Грезя Джином, я кое-как уснула.
Примечание к части
* акын – поэт-импровизатор у тюркских народов, про которых говорят «что вижу – то пою»
4 октября
После зарядки с Чимином, я направлялась по своим обычным делам уборщицы, поломойки, кухарки и прочего в одном лице. Багряная осень всё сильнее одолевала растительность и, хотя зелени ещё сохранялось порядочно, всё-таки красно-желтые краски создавали удивительную пестроту и разнообразие. Я шла мимо учительского домика, в котором мне никогда не приходилось ещё убираться. Хан и Ли убирались у себя сами, их спальни были на втором этаже милейшей избушки в китайском стиле, с драконьими головами на углах крыши, через рты которых с неё стекала вода после дождя. Дверь на первом этаже была открыта.
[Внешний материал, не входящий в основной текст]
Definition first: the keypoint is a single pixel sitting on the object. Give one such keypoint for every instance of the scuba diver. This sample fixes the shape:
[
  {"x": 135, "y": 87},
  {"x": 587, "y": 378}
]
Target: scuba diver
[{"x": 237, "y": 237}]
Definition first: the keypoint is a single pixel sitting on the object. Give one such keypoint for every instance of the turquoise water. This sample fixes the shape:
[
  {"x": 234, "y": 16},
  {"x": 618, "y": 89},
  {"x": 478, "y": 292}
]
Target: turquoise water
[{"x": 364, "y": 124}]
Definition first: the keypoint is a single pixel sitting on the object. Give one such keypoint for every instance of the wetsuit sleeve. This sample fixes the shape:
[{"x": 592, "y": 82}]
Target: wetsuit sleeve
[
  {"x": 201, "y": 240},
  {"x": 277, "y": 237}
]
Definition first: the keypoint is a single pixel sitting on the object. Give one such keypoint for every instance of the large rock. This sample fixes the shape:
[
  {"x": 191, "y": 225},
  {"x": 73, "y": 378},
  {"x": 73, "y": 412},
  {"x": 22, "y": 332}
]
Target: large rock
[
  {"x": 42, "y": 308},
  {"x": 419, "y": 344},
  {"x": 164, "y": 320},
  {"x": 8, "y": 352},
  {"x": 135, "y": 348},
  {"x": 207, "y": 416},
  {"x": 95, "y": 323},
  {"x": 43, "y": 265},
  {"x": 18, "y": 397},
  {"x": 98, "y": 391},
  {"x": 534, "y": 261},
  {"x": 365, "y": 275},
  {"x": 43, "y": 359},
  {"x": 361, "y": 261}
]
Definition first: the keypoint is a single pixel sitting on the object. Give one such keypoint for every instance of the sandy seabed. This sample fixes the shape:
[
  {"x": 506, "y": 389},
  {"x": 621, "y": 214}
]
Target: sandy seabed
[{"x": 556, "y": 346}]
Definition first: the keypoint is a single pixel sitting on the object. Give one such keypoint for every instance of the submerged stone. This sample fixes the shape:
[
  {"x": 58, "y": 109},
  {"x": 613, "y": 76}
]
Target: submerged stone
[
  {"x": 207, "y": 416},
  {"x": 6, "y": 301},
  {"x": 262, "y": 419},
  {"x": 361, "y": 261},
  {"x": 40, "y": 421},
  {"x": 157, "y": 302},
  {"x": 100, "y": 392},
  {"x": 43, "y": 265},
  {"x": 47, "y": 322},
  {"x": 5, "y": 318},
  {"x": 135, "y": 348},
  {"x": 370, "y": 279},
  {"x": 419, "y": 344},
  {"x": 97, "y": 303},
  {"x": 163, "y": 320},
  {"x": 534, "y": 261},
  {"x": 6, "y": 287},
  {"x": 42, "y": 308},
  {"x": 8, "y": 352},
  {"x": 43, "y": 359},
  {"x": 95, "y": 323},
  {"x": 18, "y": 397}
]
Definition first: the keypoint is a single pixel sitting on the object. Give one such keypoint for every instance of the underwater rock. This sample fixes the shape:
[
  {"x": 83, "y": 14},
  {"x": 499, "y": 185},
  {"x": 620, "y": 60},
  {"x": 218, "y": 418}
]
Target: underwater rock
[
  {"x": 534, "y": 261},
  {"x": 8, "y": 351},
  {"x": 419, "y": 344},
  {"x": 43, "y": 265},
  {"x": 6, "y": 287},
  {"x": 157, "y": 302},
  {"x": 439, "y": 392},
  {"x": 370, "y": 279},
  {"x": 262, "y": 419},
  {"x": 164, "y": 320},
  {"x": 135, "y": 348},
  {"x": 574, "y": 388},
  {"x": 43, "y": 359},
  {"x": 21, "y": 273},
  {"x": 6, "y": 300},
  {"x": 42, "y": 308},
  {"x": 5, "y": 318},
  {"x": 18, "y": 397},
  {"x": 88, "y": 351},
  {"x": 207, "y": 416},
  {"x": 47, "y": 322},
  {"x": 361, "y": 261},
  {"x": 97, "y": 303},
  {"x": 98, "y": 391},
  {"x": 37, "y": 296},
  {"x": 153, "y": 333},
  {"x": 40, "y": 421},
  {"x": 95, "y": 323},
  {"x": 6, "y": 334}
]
Протереть у них там, раз уж я с ведром и водой? Я поднялась на порог и, скинув обувку, окликнула:
– Можно? – эха не было, поскольку помещения были узкими и не созданными для гулкой акустики. Впереди наверх вела резко наклонная лестница. Направо была ещё дверца. Я потянула за ручку. – Есть кто-нибудь?
Небольшая комната вдоль стен заполнилась шкафами, и лишь вдоль одной разместился массивный стол из какой-то драгоценной древесины, темный, ухоженный, как будто его полировали ежемесячно. Что-то вроде секретера с выдвижными ящиками. Я поставила ведро и шагнула внутрь. Меня заинтересовало содержимое полок: кубки, медали, различные статуэтки и награды. Они сияли и превращали несколько квадратных метров в музей. Чьё это всё? Мастеров? Разумеется, в молодости они уходили отсюда, после получения первого тана. Я как-то не думала об этом раньше. Некоторые премии выглядели старее, у каких-то на подставке было написано «Первое место в соревнованиях по тхэквондо», «Первое место чемпионата школ боевых искусств по каратэ», по тайскому боксу, по различным видам ушу. Наград было множество! Некоторые именные мне ничего не сказали, хотя одна табличка выдавала, как владельца, некоего человека по фамилии Хан, но я не знала, настоящая она у нашего учителя или тоже псевдоним? В углу стояла бива. Я и не знала, что в монастыре кто-то увлекается музыкой! Казалось бы, для нашего воинственного нрава это чуждый элемент.